Berdasarkan hasil perhitungan diperoleh nilai untuk bilangan Reynolds ( Re) = 11250
( Re > 1000) dan bilangan Froude ( Fr) = 0.02 ( Fr < 1). Sehingga dapat
diklasifikasikan bahwa aliran yang terjadi pada flume termasuk aliran turbulen sub
kritis. Untuk lebih jelasnya semua perhitungan karakteristik aliran ini dapat dilihat
pada Lampiran C, Perhitungan C.4.2 halaman 80.
4.1.3 Kedalaman gerusan di sekitar abutmen
Gerusan di sekitar abutmen ini diukur pada 4 titik pengamatan dengan
menggunakan point gauge. Hasil pengukuran menunjukkan bahwa kedalaman
gerusan terbesar terjadi pada abutmen dengan sudut 40° yaitu 58.33 mm dan
kedalaman gerusan terkecil terjadi pada abutmen dengan sudut 60° yaitu 40.3 mm.

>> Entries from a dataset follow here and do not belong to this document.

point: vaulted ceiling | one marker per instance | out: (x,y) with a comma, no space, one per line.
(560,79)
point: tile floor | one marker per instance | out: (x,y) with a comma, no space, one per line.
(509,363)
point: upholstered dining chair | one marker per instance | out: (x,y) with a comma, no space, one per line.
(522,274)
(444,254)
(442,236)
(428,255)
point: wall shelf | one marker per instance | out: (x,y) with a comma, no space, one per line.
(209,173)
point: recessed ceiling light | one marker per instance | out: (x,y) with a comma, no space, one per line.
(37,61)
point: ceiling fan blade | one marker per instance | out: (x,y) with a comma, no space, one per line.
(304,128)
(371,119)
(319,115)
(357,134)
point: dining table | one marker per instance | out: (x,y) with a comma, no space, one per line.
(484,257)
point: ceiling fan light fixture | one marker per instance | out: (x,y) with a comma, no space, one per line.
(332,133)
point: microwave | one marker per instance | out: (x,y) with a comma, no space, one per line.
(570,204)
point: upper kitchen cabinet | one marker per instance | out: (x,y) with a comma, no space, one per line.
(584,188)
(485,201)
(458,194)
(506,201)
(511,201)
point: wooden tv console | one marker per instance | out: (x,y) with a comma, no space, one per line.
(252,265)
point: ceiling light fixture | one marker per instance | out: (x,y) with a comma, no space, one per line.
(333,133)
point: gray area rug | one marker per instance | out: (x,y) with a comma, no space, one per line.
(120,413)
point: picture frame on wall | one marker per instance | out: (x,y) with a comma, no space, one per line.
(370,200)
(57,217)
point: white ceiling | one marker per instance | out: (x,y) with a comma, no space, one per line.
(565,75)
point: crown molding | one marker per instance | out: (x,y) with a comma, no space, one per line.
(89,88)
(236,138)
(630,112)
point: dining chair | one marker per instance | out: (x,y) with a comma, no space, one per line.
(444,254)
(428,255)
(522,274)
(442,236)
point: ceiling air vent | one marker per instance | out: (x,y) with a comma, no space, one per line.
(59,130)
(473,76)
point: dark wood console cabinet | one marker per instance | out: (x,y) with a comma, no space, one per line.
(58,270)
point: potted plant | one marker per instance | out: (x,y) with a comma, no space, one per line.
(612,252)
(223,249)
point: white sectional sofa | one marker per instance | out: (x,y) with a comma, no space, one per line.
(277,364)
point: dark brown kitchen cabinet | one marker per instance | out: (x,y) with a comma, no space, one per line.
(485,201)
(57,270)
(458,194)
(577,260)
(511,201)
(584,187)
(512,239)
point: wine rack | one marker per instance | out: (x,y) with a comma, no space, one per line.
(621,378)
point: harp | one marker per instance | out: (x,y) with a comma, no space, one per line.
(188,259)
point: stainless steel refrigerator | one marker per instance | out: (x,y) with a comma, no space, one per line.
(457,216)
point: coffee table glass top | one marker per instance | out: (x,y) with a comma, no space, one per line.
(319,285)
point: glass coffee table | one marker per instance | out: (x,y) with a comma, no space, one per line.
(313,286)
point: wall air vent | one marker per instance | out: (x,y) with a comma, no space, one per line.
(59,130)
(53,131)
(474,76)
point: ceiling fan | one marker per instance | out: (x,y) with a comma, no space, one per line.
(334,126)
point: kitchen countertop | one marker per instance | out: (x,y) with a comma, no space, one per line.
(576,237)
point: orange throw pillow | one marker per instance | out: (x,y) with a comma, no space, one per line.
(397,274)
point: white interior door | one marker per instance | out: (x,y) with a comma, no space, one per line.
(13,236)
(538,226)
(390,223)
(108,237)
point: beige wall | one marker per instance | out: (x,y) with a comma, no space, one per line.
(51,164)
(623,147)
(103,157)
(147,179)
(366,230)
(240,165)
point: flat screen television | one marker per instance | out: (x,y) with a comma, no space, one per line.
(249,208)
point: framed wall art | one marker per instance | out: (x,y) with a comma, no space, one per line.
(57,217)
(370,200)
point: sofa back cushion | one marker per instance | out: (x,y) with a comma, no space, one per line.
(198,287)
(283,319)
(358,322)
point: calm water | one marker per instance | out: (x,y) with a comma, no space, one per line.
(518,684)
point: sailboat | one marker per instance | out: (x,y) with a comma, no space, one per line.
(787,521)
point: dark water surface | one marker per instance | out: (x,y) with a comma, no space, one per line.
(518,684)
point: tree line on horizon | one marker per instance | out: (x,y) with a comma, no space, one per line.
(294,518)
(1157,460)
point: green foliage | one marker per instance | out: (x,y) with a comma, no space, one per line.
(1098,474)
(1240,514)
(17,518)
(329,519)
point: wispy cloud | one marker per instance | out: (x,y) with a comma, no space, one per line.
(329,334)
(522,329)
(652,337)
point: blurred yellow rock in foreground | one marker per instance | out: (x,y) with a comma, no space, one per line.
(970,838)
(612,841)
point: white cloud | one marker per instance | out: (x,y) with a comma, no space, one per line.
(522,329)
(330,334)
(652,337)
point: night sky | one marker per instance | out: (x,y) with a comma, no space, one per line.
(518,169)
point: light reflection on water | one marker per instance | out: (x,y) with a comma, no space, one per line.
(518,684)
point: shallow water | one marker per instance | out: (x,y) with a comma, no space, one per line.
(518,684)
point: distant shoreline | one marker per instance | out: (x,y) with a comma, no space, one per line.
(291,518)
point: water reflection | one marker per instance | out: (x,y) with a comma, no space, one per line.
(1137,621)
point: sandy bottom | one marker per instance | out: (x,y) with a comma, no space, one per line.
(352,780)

Sedangkan untuk sudut 45°, 75° dan 90° nilainya berturut- turut adalah 53.33 mm, 50
mm dan 50.7 mm Hasil pengukuran kedalaman gerusan maksimum yang terjadi di
berbagai variasi sudut abutmen tipe wing-wall dapat dilihat pada Tabel 4.1 di bawah
ini.
Tabel 4.1 Hasil Pengukuran Kedalaman Gerusan Maksimum
JUMLAH RUNNING
KEDALAMAN GERUSAN PADA VARIASI SUDUT ABUTMEN TIPE WING-WALL (Ys)

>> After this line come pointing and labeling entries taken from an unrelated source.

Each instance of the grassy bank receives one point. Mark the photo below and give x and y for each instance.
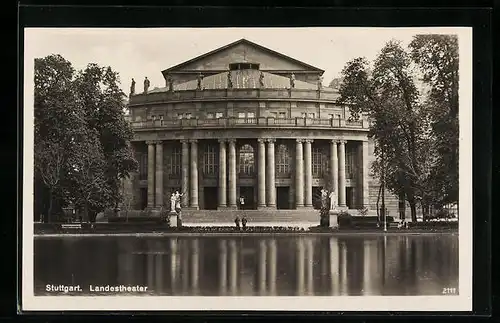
(157, 228)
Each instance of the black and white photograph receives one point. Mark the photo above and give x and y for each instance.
(247, 169)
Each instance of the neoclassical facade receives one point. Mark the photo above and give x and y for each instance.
(246, 121)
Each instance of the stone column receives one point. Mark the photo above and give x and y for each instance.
(195, 254)
(222, 174)
(194, 174)
(173, 263)
(159, 174)
(184, 254)
(262, 267)
(159, 272)
(233, 267)
(334, 266)
(367, 270)
(363, 175)
(341, 193)
(299, 174)
(308, 172)
(334, 168)
(261, 173)
(185, 173)
(232, 173)
(272, 266)
(309, 269)
(222, 267)
(344, 283)
(300, 257)
(151, 173)
(271, 185)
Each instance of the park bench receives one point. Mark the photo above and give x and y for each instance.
(71, 226)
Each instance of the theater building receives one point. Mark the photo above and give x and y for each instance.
(246, 121)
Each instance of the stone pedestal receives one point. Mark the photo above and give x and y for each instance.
(175, 220)
(334, 218)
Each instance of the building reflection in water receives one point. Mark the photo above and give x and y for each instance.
(277, 266)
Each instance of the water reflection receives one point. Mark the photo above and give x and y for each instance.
(244, 266)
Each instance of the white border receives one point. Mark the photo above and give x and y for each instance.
(462, 302)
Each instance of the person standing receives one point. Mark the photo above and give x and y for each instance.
(242, 202)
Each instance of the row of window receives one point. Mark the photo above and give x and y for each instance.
(217, 115)
(246, 165)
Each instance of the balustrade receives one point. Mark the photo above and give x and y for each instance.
(250, 122)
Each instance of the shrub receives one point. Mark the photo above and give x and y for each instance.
(344, 219)
(363, 211)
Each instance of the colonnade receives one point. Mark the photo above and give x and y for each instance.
(266, 179)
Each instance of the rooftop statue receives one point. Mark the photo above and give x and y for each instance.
(230, 80)
(146, 85)
(200, 80)
(170, 82)
(292, 81)
(320, 82)
(132, 87)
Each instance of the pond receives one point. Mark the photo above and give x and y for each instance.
(298, 265)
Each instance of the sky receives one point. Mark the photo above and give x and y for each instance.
(139, 52)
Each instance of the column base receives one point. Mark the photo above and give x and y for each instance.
(267, 208)
(226, 208)
(303, 207)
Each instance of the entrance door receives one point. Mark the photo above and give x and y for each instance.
(283, 197)
(247, 193)
(144, 198)
(349, 197)
(211, 197)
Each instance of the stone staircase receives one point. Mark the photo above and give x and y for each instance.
(286, 217)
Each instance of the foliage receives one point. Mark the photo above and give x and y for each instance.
(437, 55)
(407, 145)
(363, 211)
(81, 136)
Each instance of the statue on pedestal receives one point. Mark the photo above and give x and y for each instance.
(333, 205)
(132, 87)
(292, 81)
(146, 85)
(170, 82)
(200, 80)
(320, 82)
(229, 80)
(173, 202)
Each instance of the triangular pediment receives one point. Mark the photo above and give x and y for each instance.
(242, 51)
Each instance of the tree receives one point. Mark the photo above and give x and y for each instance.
(88, 181)
(389, 97)
(49, 163)
(56, 120)
(438, 59)
(102, 99)
(82, 139)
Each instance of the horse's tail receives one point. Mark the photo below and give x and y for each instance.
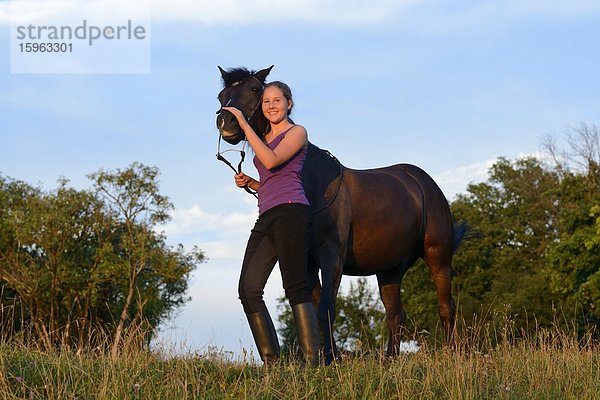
(461, 231)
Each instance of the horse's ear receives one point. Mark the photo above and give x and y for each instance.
(223, 72)
(262, 74)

Gambar 4.2. Gerusan di Sekitar Abutmen Diukur Pada 4 Titik Pengamatan (Tampak Atas)
30
40⁰ 45⁰ 60⁰ 75⁰ 90⁰
Run 1 60 55 50 50 55
Run 2 60 50 45 50 54
Run 3 55 55 43 50 45
Run Rata -rata 58.33 53.33 40.3 50 50.7
Keterangan : Nilai dalam satuan mm
4.1.4Distribusi gerusan di sekitar abutmen
Distribusi dan kedalaman gerusan diukur pada 55 titik di daerah
pengamatan sekitar abutmen. Proses pengukuran gerusan di
sekitar abutmen ini menggunakan alat point gauge dan dengan
alat bantu grid. Hasil pengukuran distribusi gerusan untuk berbagai
variasi sudut akan diuraikan di bawah ini.

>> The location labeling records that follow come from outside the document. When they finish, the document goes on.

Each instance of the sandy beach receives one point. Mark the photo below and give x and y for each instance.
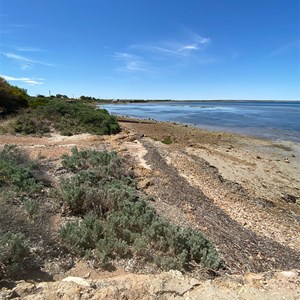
(242, 192)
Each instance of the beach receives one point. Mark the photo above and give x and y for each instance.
(242, 192)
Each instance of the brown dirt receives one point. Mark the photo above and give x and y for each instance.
(232, 188)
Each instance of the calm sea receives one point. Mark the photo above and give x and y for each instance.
(273, 120)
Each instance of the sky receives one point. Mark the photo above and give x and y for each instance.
(153, 49)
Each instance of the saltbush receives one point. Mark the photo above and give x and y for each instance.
(18, 172)
(67, 117)
(129, 225)
(13, 250)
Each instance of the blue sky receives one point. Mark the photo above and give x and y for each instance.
(153, 49)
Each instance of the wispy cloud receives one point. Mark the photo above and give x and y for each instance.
(131, 62)
(26, 62)
(190, 46)
(285, 48)
(28, 49)
(165, 56)
(176, 48)
(31, 81)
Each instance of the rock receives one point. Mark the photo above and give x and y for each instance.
(176, 273)
(288, 274)
(143, 184)
(289, 198)
(24, 288)
(77, 280)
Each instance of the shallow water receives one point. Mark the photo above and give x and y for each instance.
(273, 120)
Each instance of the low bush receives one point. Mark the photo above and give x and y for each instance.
(67, 117)
(129, 225)
(167, 140)
(13, 250)
(18, 172)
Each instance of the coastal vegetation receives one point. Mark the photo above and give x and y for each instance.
(39, 115)
(105, 217)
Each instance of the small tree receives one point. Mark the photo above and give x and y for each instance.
(12, 98)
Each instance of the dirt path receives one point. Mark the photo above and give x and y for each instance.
(242, 249)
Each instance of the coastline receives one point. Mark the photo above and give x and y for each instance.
(277, 121)
(241, 192)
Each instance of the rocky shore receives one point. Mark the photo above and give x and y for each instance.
(242, 192)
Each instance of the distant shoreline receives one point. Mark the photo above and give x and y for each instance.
(125, 101)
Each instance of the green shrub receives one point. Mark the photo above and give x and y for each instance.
(35, 102)
(82, 236)
(13, 250)
(31, 123)
(130, 226)
(18, 172)
(167, 140)
(31, 206)
(12, 98)
(67, 117)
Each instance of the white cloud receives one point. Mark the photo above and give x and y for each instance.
(24, 59)
(31, 81)
(284, 48)
(131, 62)
(189, 46)
(28, 49)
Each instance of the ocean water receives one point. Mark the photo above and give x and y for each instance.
(277, 120)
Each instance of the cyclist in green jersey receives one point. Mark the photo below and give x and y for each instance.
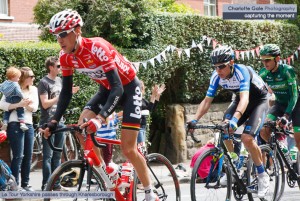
(282, 80)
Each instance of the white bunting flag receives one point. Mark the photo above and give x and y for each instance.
(188, 52)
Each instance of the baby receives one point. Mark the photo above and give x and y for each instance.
(13, 94)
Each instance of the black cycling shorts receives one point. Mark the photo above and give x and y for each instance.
(253, 117)
(278, 110)
(131, 103)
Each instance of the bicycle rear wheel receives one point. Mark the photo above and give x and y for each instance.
(202, 189)
(271, 164)
(70, 150)
(37, 151)
(72, 176)
(163, 177)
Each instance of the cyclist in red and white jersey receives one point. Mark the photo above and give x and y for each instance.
(118, 85)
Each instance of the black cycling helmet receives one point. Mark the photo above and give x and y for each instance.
(222, 54)
(270, 50)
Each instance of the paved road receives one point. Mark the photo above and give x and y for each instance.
(290, 194)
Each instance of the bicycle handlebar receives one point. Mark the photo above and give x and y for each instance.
(96, 143)
(221, 127)
(71, 128)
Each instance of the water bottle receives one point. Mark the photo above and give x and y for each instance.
(285, 152)
(234, 157)
(126, 175)
(113, 171)
(243, 157)
(293, 154)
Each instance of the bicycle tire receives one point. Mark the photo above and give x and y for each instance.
(272, 168)
(198, 188)
(282, 176)
(63, 179)
(70, 149)
(36, 153)
(163, 177)
(297, 167)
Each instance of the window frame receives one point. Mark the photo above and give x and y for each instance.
(207, 6)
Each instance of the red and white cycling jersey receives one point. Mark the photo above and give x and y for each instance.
(94, 58)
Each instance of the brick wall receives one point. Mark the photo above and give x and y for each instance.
(19, 32)
(195, 4)
(22, 10)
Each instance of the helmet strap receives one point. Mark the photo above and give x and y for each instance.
(231, 72)
(76, 42)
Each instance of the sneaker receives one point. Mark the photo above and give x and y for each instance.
(223, 180)
(263, 184)
(28, 188)
(4, 127)
(23, 127)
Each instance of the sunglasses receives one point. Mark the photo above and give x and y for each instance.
(220, 67)
(267, 59)
(63, 34)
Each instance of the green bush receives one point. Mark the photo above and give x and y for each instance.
(186, 78)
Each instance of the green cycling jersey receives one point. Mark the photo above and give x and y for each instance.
(284, 85)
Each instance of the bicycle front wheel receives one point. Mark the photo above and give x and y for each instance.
(70, 150)
(163, 177)
(205, 181)
(72, 176)
(272, 165)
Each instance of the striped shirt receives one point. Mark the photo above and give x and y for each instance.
(10, 88)
(108, 131)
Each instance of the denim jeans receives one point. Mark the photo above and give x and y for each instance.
(19, 110)
(21, 144)
(52, 159)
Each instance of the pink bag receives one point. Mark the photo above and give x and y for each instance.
(205, 166)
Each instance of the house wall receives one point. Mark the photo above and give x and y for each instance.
(198, 4)
(21, 11)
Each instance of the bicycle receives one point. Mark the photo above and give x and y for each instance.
(92, 175)
(70, 148)
(217, 161)
(293, 174)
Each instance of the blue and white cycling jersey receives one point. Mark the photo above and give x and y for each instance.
(244, 79)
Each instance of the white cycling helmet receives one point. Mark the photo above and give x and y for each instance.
(65, 20)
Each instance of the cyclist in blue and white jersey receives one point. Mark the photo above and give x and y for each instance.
(249, 106)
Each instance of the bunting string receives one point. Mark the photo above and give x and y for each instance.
(239, 54)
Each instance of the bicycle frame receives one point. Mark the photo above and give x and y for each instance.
(274, 144)
(222, 149)
(92, 160)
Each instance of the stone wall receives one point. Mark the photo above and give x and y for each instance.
(187, 112)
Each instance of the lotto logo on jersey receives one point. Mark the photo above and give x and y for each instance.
(100, 53)
(122, 65)
(94, 74)
(138, 103)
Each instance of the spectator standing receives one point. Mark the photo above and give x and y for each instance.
(21, 141)
(13, 94)
(147, 108)
(49, 89)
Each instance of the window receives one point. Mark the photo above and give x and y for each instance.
(210, 7)
(3, 7)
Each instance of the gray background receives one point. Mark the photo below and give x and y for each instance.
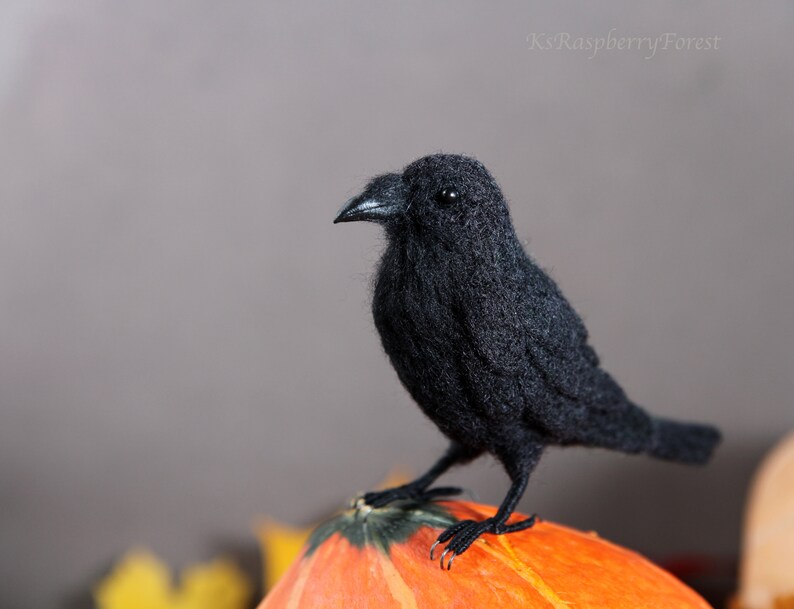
(185, 341)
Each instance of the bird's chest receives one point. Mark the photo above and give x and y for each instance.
(415, 314)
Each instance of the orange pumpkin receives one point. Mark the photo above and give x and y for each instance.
(381, 560)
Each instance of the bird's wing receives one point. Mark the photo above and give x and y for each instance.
(523, 320)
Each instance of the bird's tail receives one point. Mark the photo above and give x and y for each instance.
(683, 442)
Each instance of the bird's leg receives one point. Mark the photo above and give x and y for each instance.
(418, 489)
(462, 534)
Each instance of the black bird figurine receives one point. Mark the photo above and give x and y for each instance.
(486, 343)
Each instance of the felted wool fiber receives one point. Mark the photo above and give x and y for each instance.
(484, 340)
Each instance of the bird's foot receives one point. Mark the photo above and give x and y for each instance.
(378, 499)
(461, 535)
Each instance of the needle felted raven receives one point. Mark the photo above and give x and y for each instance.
(486, 343)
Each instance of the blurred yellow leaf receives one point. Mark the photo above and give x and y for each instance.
(142, 581)
(282, 543)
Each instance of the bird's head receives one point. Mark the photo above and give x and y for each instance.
(441, 195)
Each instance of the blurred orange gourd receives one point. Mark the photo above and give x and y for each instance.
(380, 559)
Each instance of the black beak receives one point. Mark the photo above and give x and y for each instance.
(382, 199)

a. Distribusi gerusan pada abutmen tipe wing-wall dengan sudut
40°
Pengukuran gerusan di sekitar abutmen dengan
menggunakan point gauge menghasilkan titik-titik kedalaman
gerusan (arah z) dengan tiap koordinat arah x dan y pada dasar
saluran. Hasil pengukuran gerusan pada 55 titik disekitar abutmen
disajikan pada Lampiran B, Tabel B.4.2.4 halaman 69.
Hasil analisa distribusi gerusan akan ditampilkan dalam
bentuk kontur pola gerusan disekitar abutmen yang dapat dilihat pada Gambar
4.3 dan Gambar 4.4. Dari kontur pola gerusan ini dapat dilihat
dengan lebih jelas letak kedalaman gerusan maksimum.
31
Gambar 4.3 Distribusi Pola Gerusan Pada Abutmen Tipe Wing-Wall Sudut 40° Pada Running Rata - Rata Bentuk 2D
Gambar 4.4 Distribusi Pola Gerusan Pada Abutmen Tipe Wing-Wall Sudut 40° Pada Running Rata - Rata Bentuk 3D
32
Gerusan yang terjadi di sekitar abutmen adalah akibat sistem pusaran (vortex
system) yang timbul karena aliran dirintangi oleh abutmen. Sistem pusaran
menyebabkan lubang gerusan (scour hole), yang berawal dari sebelah hulu abutmen
yaitu pada saat mulai timbul komponen aliran dengan arah aliran ke bawah, karena
aliran yang datang dari hulu dihalangi oleh abutmen, maka aliran akan berubah arah
menjadi arah vertikal menuju dasar saluran dan sebagian berbelok arah menuju
depan abutmen selanjutnya diteruskan ke hilir. Aliran arah vertikal akan terus
menuju dasar yang selanjutnya akan membentuk pusaran. Di dekat dasar saluran
komponen aliran berbalik arah vertikal ke atas. Peristiwa ini akan diikuti dengan
terbawanya material dasar sehingga terbentuk aliran spiral yang akan menyebabkan
gerusan dasar. Hal ini akan terus berlanjut hingga tercapai keseimbangan.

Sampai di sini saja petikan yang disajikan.